“Trump is the cause of it, lock, warehouse and barrel,” said a Republican strategist. “But if you rely on someone to win you for a race in the Senate that also lost nationwide eight weeks earlier, you are not in a position of strength.”
The immediate accusation is a symbol of the intricate GOP dynamic that has emerged after Trump’s loss in the November election. Cracks form when Republicans decide whether it’s useful to hold on to Trump – even when he’s trying to undermine an election – or to distance himself. And if the Georgia races are signs, Republicans appear ready to turn Trump on if he can’t reliably vote for candidates in the months and years to come.
When asked why the Republicans didn’t get their way on Tuesday, a senior Republican Senate adviser simply said, “Donald J. Trump.”
The frustration comes from the days after the November 3rd election. While Republicans tried to sit back in Georgia and prepare for the two runoff elections, the president sparked civil war within his own party when he launched a campaign of divisions to overthrow the 2020 elections.
Over the next few weeks, the president continued to focus on reversing his personal results in Georgia and other states. Just last weekend he harassed Georgian Foreign Minister Brad Raffensperger for an hour by phone and asked him to find enough votes to take the state away from President-elect Joe Biden.
Even at a Monday rally to rally votes for Loeffler and Perdue, the president was obsessed with his own political grievances and wiped out lawmakers from his own party, including Georgia Republican Governor Brian Kemp.
The behavior made Republicans shake their heads Tuesday night, anger that it may have cost them two critical races.
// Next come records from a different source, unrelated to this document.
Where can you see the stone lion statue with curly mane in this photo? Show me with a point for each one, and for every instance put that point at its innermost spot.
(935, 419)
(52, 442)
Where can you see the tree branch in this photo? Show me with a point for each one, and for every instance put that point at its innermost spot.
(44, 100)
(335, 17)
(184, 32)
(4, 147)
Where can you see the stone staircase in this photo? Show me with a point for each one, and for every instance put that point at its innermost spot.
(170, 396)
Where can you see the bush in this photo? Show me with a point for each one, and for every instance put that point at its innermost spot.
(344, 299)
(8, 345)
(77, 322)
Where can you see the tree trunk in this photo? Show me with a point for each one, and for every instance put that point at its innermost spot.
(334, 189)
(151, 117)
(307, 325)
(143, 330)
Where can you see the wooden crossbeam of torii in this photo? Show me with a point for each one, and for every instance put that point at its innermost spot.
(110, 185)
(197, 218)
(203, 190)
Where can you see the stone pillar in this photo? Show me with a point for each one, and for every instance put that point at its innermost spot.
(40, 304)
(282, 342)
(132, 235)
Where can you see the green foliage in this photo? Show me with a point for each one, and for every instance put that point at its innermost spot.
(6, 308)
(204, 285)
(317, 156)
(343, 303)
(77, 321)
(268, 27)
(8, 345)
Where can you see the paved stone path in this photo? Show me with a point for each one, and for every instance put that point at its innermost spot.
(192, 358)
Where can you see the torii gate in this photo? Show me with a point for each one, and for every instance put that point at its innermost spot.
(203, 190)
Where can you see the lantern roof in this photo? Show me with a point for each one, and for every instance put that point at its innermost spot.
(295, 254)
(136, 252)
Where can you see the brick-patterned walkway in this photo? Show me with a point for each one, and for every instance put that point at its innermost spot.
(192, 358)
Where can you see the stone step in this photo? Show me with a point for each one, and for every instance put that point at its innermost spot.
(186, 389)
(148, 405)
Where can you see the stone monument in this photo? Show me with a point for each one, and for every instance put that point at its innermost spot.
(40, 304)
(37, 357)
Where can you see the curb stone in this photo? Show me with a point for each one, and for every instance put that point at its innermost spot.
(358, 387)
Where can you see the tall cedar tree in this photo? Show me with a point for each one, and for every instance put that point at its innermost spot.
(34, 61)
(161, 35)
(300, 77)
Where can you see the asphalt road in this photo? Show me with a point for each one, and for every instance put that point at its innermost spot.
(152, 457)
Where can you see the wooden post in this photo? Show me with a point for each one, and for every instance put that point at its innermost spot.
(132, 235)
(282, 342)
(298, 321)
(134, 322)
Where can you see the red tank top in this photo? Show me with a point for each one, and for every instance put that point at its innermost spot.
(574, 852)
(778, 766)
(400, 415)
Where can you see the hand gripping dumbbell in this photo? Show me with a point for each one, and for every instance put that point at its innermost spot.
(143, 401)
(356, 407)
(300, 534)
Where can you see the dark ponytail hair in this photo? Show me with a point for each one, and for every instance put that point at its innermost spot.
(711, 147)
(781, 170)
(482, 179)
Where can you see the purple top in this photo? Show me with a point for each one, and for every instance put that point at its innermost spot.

They ticked off a variety of reasons why Trump was to blame and even offered conflicting theories. While some Republicans wished Trump had been more involved in the races, others argued that he should actually have pulled himself out of the situation.
“He’s the Dems’ best base animator,” said a GOP strategist who was involved in the Georgia races. “Look at how high the turnout was compared to historical trends. Check out how much their candidates have raised. He resigns after election day and denies them this oxygen. He didn’t do it. ”
The GOP blame game has expanded beyond Trump to include some of his party colyths. A party official suggested that RNC chairman Ronna McDaniel – Trump’s hand-picked party chairman – step down just a day before the Republican National Committee’s annual winter meeting in Amelia Island, Florida.
“I think the guilt will spread, but a party leader who loses a presidential election and loses the Senate majority should offer to resign out of honor, even if the committee does not accept it,” said the Republican official.
McDaniel spent the months leading up to the election supporting the president’s efforts to undermine the election while addressing concerns that his efforts might suppress the Republican vote in Georgia. In late November, McDaniel asked Republicans to vote in the runoff election after people repeated false claims in a campaign freeze McDaniel said the choice was “already decided”.
The far right corners of the party only added to the skepticism and confusion of voters. At one point, pro-Trump attorneys Lin Wood and Sidney Powell held a rally in Alpharetta, Georgia encouraging voters to boycott the runoff election unless Raffensperger changed the state’s electoral process.
“Why should you go back and vote on another rigged election?” Wood asked the cheering crowd.
“I encourage all Georgians to announce that you will not vote until your vote is certain,” said Powell, who advanced false conspiracy theories about the corruption of state voting machines by the dead Venezuelan dictator Hugo Chavez.
The proposal prompted the President to pick up the phone and ask Wood to “stop”.
However, the damage may already have been done.
“It turns out the party leader spends two months actively delegitimizing elections and saying that votes don’t matter. Voters listen,” said a Republican who worked on the runoff elections. “There was a determining factor in Georgia, and anyone who says otherwise is likely to share substances with Lin Wood.”
Josh Holmes, former McConnell chief of staff and campaign manager, pointed out how badly Trump’s embassy had played in the Georgia suburbs.
“Suburbs, my friends, the suburbs” Holmes tweeted. “I feel like a one-trick pony, but here we are again. We went from jobs and business to QAnon electoral conspiracies in four short years and – it turns out – they listened! ”
Trump’s closest allies pointed directly back at McConnell, arguing that his decision to block the Trump-backed $ 2,000 covid stimulus checks doomed the Georgia candidates.
Behind the scenes, Georgia Republicans were also frustrated that Donald Trump Jr., the president’s son and one of the GOP’s most beloved deputies, left the state on the Sunday before the elections. Perdue personally asked Trump to reconsider, but Senator Tim Scott (R-S.C.) Stepped in instead.
In the end, Republicans were delighted with the emerging results in two Senate races that most believed would favor the GOP at the start.
“That shouldn’t be close. This shouldn’t be a conversation for us at this point, ”former RNC chairman Michael Steele said on MSNBC. “We should go for a beer right now because the evening would have been over. And the reality is, it’s not because this President did something to the Republican Party. ”
Sam Stein contributed to this report.